In one embodiment, if an existing multimedia content element cluster having a common concept with the multimedia content element cannot be found (e.g., if no multimedia content element cluster is associated with a signature or tag that matches the generated at least one signature or the generated at least one tag by more than a predetermined threshold), S240 may include generating a new multimedia content element cluster. In another embodiment, generating a new cluster of multimedia content elements may include searching in one or more data sources to identify multimedia content elements that share a common concept with the obtained multimedia content elements. The identified multimedia content elements may be clustered with the obtained multimedia content elements.

At S250, at least one multimedia content element is added to the determined or generated new multimedia content element cluster. In one embodiment, S250 may further include storing the at least one multimedia content element cluster with the added at least one multimedia content element in a storage (e.g., database 150 of fig. 1, a data source such as a web server, etc.). As a non-limiting example, the cluster may be stored in a server of the social media platform, enabling other users to find the cluster during a search. Each cluster may be stored separately such that different groupings of multimedia content elements are stored in the locations. For example, different clusters of multimedia content elements may be stored in different folders.

At S260, it is determined whether further multimedia content elements are to be clustered, and if so, execution continues to S205; otherwise, execution terminates.
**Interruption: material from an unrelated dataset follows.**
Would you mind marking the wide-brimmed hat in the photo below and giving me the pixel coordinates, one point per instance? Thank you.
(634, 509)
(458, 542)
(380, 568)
Clustering of multimedia content elements allows for organizing multimedia content elements based on topics represented by various concepts. Such organization may be used, for example, to organize photographs taken by a user of a smartphone based on a common theme. As a non-limiting example, images showing dogs, football games and food may be organized into different sets and stored, for example, in different folders on a smartphone. Such organization may be particularly useful for social media or other content sharing applications, as the shared multimedia content may be organized and shared with respect to the content. Further, such organization may be useful for subsequent retrieval, particularly when the organization is tag-based. As described above, using signatures to classify multimedia content elements generally results in more accurate identification of multimedia content elements that share similar content.

It should be noted that the embodiment described above with respect to fig. 2 is discussed as including clustered multimedia content elements for purposes of simplicity only, and is not limiting of the present disclosure. Multiple multimedia content elements may be clustered in parallel without departing from the scope of the present disclosure. Further, the clustering methods discussed above may be performed by the clustering system 130 or locally by a user device (e.g., user device 110, fig. 1).

Fig. 3 and 4 illustrate the generation of a signature of a multimedia content element by the signature generator system 140 according to one embodiment. An exemplary high-level description of a process for large-scale matching is depicted in fig. 3. In this example, the matching is for video content.

The video content segments 2 from the master Database (DB) 6 and the target DB 1 are processed in parallel by a number of independent computational cores 3, the computational cores 3 constituting an architecture for generating signatures (hereinafter referred to as "architecture"). Additional details regarding computing core generation are provided below. The independent core 3 generates a database of robust signatures and signatures 4 for the target content segments 5 and a database of robust signatures and signatures 7 for the main content segments 8. An exemplary and non-limiting process for signature generation by an audio component is shown in detail in FIG. 4. Finally, the target robust signature and/or signatures are effectively matched to the master robust signature and/or signature database by the matching algorithm 9 to find all matches between the two databases.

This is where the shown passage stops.